If the Metal Gear aesthetic appeals to you and you’re a fan of the survival genre, the asking price isn’t much for what can be a good time online. Even at the cut price, there’s a few unsavoury pay-to-win elements, with extra character slots gated behind in-game currency only purchaseable with real cash, which is both absurd for a game you have to purchase and an extremely dark glimpse into our future. Weapons storage, experience boosts, load-out slots – all locked behind real money purchasing. Some of these aren’t new to the Metal Gear series – some of them are ruthlessly exploitative and only serve to weaken public opinion of a game apparently not trusted to stand on its own feet as it is. The use of the established franchise to shift copies of a game that succeeds hugely in some areas and fails so deeply in others could point at two potential plans – 1) being that there wasn’t enough faith in the game to succeed by itself, and 2) being a downright exploitation of a legendary name. Either way, this isn’t the way great games are made, and with just a little more effort and a touch less greed, I have no doubt Konami could have produced something brilliant in its own right. Hell, a lot of the problems with Survive could be fixed with patches and even some slight changes to the microtransaction economy.

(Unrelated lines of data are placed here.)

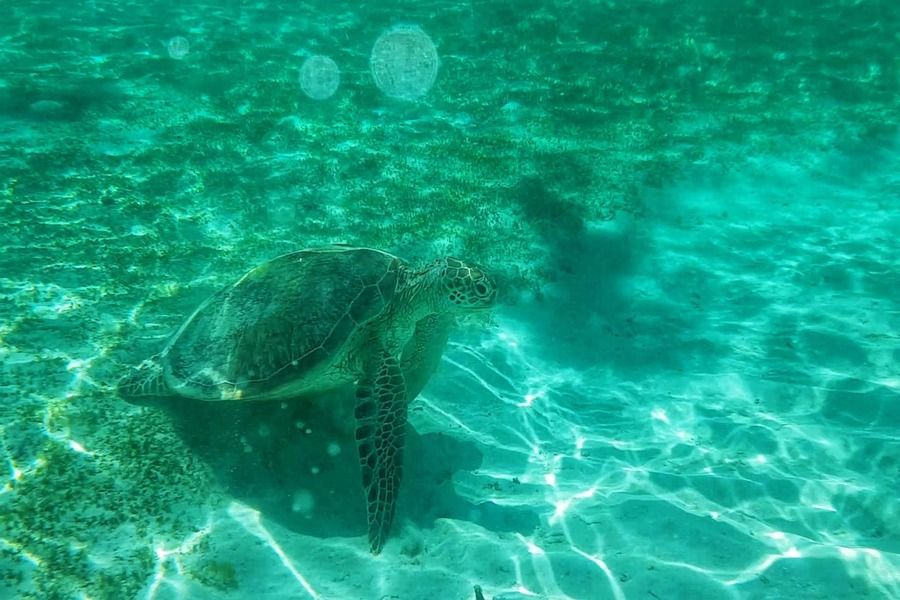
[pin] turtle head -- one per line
(463, 287)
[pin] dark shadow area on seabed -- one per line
(296, 462)
(583, 314)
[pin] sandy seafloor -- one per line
(691, 389)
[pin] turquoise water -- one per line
(691, 385)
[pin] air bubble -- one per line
(404, 62)
(319, 77)
(178, 47)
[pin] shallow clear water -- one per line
(691, 387)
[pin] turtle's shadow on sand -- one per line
(296, 463)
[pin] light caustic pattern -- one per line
(685, 488)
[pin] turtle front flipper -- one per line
(422, 354)
(380, 428)
(146, 380)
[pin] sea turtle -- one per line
(320, 319)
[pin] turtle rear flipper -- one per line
(380, 428)
(145, 381)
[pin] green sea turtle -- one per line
(317, 320)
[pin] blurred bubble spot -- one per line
(178, 47)
(404, 62)
(319, 77)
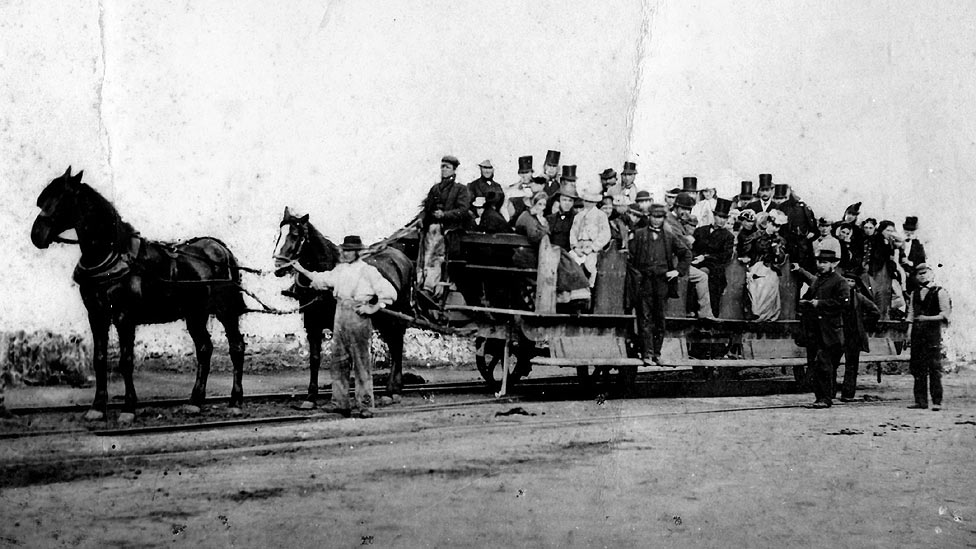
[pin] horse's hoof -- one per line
(93, 415)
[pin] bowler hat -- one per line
(746, 192)
(353, 241)
(684, 200)
(569, 172)
(568, 189)
(722, 207)
(827, 254)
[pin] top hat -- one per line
(828, 253)
(746, 192)
(684, 200)
(569, 172)
(568, 189)
(722, 207)
(353, 242)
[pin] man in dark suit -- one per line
(765, 201)
(712, 251)
(913, 254)
(822, 311)
(486, 183)
(657, 257)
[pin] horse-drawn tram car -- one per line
(518, 324)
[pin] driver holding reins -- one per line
(360, 290)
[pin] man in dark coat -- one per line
(486, 183)
(765, 201)
(561, 222)
(822, 312)
(445, 211)
(712, 251)
(913, 253)
(931, 308)
(657, 257)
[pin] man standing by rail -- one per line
(822, 311)
(360, 291)
(931, 308)
(657, 257)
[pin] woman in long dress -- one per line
(572, 286)
(767, 254)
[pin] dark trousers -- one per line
(825, 363)
(651, 301)
(852, 356)
(925, 364)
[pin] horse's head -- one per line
(292, 236)
(59, 208)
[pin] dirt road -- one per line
(628, 473)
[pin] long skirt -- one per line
(762, 284)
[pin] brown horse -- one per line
(299, 240)
(127, 280)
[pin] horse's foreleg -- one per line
(127, 335)
(314, 362)
(394, 343)
(99, 328)
(197, 326)
(235, 341)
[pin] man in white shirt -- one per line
(360, 291)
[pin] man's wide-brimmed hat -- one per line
(352, 243)
(827, 254)
(569, 172)
(568, 189)
(722, 207)
(684, 200)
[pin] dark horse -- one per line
(300, 241)
(127, 280)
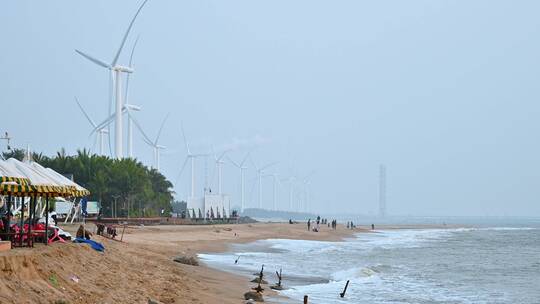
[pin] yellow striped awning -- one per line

As an attempt by a big company to get their foot in the rusty, blood-spattered door of the survival genre, it’s respectable. It’s just not Metal Gear.

STREAMER SHOUT: 

The game as a whole looks very polished, even on lower end consoles. Its quite easy to run around enemies that are higher than your own level to backstab them – this is also the case for when an enemy is attacking a fence or a barricade. The “Zombies” tend to ignore you and continue on attacking the object. This is a very flawed system, especially when you no longer need to think about stealth and more on putting a fence/barricade up. What I did find to be a challenge at the beginning of the game was finding food and water that didn’t make your character ill/poisoned. After a few deaths and getting to grips with the games mechanics and combat system, the game as a whole became a lot easier and more laid back, I found myself wandering the “Dust” with 150% weight not worrying about what might lurk ahead. As the game progressed, this got hard to do, especially when you left the starting area of “Dite” and new enemies would come into the fold. 3.5/5. -Chrisgemmo

THE TL;DR:

  • Visually polished, if a little devoid of colour and defining features.
  • A long lifespan – it’s entirely possible you might get fatigued by the game’s bleak nature before you see the end though.
  • Ruthless microtransactions for a game with a price-tag.
  • Nuggets of fun buried in amongst the flaws that make the game worth a punt for fans of the survival genre at large. Just don’t expect to play another character without ponying up first.
  • There is something excellent in the concept, and the shared engine. As it stands, it’s not reaching that potential, but time will tell if the reaction is taken on board and patches implemented appropriately.